La constatazione finale di A un vincitore segna poi il passaggio alle due allegorie dell’infelicità umana: il Bruto minore e l’Ultimo canto di Saffo. Il primo distrugge quel mito della virtù precedentemente menzionato ed il suo protagonista, Bruto, si erge titanicamente contro le divinità suicidandosi (il suicidio eroico è un tema tipicamente romantico).  Anche Saffo si suicida, ma il suo gesto non ha in sé alcuno slancio titanico, anzi le sue note sono alquanto dolenti. L’Ultimo canto di Saffo cade cronologicamente tra la composizione di Alla Primavera e dell’Inno ai Patriarchi e tale posizione conserverà sino alla pubblicazione dell’edizione bolognese delle Canzoni datata 1824. Ma già dall’edizione Piatti del 1831, l’ordinamento risulta diverso: Saffo venne spostata dopo i Patriarchi, non solo perché quest’ultimo, assieme Alla Primavera, costituiva un dittico tematico, ma anche perché l’Ultimo canto chiudeva in modo significativo il ciclo delle canzoni per introdurre ufficialmente quello degli idilli. Se stilisticamente in esso permane la struttura complessa composta da lunghe subordinate e da un linguaggio elevato con frequenti metafore, proprie delle canzoni, certi aspetti tematici anticipano quelli che saranno poi caratteristici degli idilli (come, ad esempio, il notturno lunare che fa da sfondo alla narrazione). 

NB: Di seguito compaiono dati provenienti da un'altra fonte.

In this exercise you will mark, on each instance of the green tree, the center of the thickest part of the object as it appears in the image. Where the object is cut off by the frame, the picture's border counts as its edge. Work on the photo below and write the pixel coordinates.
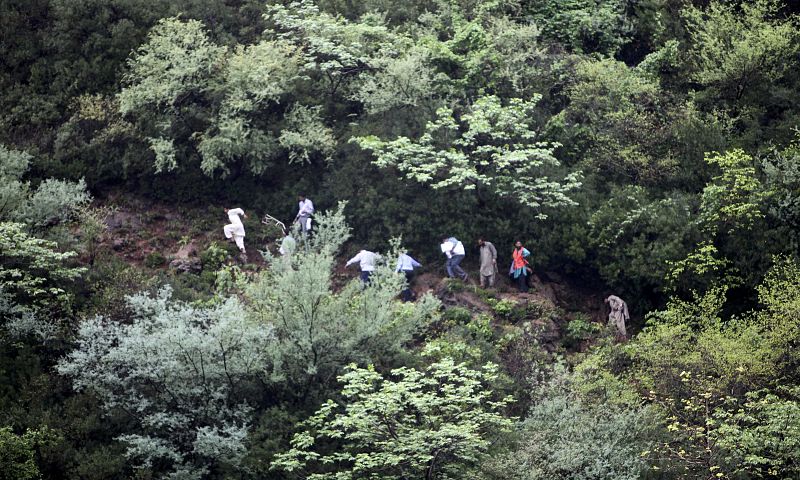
(490, 148)
(319, 331)
(181, 374)
(17, 454)
(567, 437)
(32, 271)
(230, 106)
(51, 203)
(435, 423)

Il dittico Primavera-Patriarchi svolge un duplice congedo: il primo, come si è già visto, dalle “favole antiche”; il secondo dalla mitologia. In Alla Primavera Leopardi ripercorre il cammino dell’umanità dal tempo delle illusioni sino alla realtà del vero: l’uomo moderno è dominato da quest’ultimo, ma in primavera il suo animo torna a vibrare all’unisono con la natura, vagheggiando e sospirando quelle “favole antiche” che un tempo lo consolavano. Ma tale vagheggiamento permane privo di illusioni ed è coperto dall’ombra oscura del nulla.  L’Inno ai Patriarchi, invece, tratta il tema della nostalgia del primitivo e rievoca così il mito rousseauiano dell’allontanamento dell’uomo dal suo stato di natura: l’argomento consente a Leopardi di introdurre un confronto tra il mondo dei patriarchi e quello degli indigeni della California, felici nella loro ingenuità primitiva minacciata però dalle vicende della colonizzazione europea. Importante è sottolineare come nell’Ultimo canto di Saffo tramonti il concetto di natura materna: ad esso si oppone l’idea di una matrigna causa stessa dell’infelicità umana, che non sarebbe quindi più dovuta dall’allontanamento dell’individuo dalla sua realtà primitiva. 

Ricapitolando, per concludere, le Canzoni sono dieci e sono: Alla sua Donna, All’Italia, Sopra il monumento di Dante, Ad Angelo Mai, Nelle nozze della sorella Paolina, A un vincitore nel pallone, Bruto minore, Alla Primavera, Inno ai Patriarchi, Ultimo canto di Saffo.